Re: [PATCH net v4 1/2] bonding: fix null-ptr-deref in bond_rr_gen_slave_id()
From: Jiayuan Chen
Date: Wed Mar 04 2026 - 03:48:14 EST
March 4, 2026 at 16:20, "Daniel Borkmann" <daniel@xxxxxxxxxxxxx mailto:daniel@xxxxxxxxxxxxx?to=%22Daniel%20Borkmann%22%20%3Cdaniel%40iogearbox.net%3E > wrote:
>
> On 3/4/26 8:42 AM, Jiayuan Chen wrote:
>
> >
> > From: Jiayuan Chen <jiayuan.chen@xxxxxxxxxx>
> > bond_rr_gen_slave_id() dereferences bond->rr_tx_counter without a NULL
> > check. rr_tx_counter is a per-CPU counter only allocated in bond_open()
> > when the bond mode is round-robin. If the bond device was never brought
> > up, rr_tx_counter remains NULL, causing a null-ptr-deref.

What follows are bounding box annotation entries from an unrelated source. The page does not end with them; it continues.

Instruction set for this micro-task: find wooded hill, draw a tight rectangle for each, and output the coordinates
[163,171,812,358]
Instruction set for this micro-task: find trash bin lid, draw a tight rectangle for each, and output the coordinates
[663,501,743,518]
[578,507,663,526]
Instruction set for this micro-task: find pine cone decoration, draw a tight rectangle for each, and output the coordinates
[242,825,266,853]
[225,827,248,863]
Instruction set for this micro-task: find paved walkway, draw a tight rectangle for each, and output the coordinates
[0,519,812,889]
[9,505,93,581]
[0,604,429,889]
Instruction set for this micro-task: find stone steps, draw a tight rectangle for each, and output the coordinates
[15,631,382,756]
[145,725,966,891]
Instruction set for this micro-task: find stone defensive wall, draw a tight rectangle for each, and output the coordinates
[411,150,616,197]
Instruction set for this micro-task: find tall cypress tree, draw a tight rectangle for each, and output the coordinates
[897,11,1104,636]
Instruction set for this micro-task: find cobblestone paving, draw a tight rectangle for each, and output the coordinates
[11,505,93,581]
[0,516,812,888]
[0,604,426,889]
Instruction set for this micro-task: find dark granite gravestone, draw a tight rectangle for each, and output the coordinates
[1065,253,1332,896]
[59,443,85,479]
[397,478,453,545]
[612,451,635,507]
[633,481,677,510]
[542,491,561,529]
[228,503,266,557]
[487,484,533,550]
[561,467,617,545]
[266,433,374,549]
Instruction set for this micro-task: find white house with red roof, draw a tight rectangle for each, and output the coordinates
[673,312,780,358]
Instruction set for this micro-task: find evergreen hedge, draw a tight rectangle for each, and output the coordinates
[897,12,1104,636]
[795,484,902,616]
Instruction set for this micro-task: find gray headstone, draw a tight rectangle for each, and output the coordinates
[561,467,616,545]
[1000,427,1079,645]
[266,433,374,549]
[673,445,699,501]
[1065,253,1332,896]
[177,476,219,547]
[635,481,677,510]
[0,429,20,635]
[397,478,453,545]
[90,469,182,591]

> > The XDP redirect path can reach this code even when the bond is not up:
> > bpf_master_redirect_enabled_key is a global static key, so when any bond
> > device has native XDP attached, the XDP_TX -> xdp_master_redirect()
> > interception is enabled for all bond slaves system-wide. This allows the
> > path xdp_master_redirect() -> bond_xdp_get_xmit_slave() ->
> > bond_xdp_xmit_roundrobin_slave_get() -> bond_rr_gen_slave_id() to be
> > reached on a bond that was never opened.
> > Fix this by allocating rr_tx_counter unconditionally in bond_init()
> > (ndo_init), which is called by register_netdevice() and covers both
> > device creation paths (bond_create() and bond_newlink()). This also
> > handles the case where bond mode is changed to round-robin after device
> > creation. The conditional allocation in bond_open() is removed. Since
> > bond_destructor() already unconditionally calls
> > free_percpu(bond->rr_tx_counter), the lifecycle is clean: allocate at
> > ndo_init, free at destructor.
> > Note: rr_tx_counter is only used by round-robin mode, so this
> > deliberately allocates a per-cpu u32 that goes unused for other modes.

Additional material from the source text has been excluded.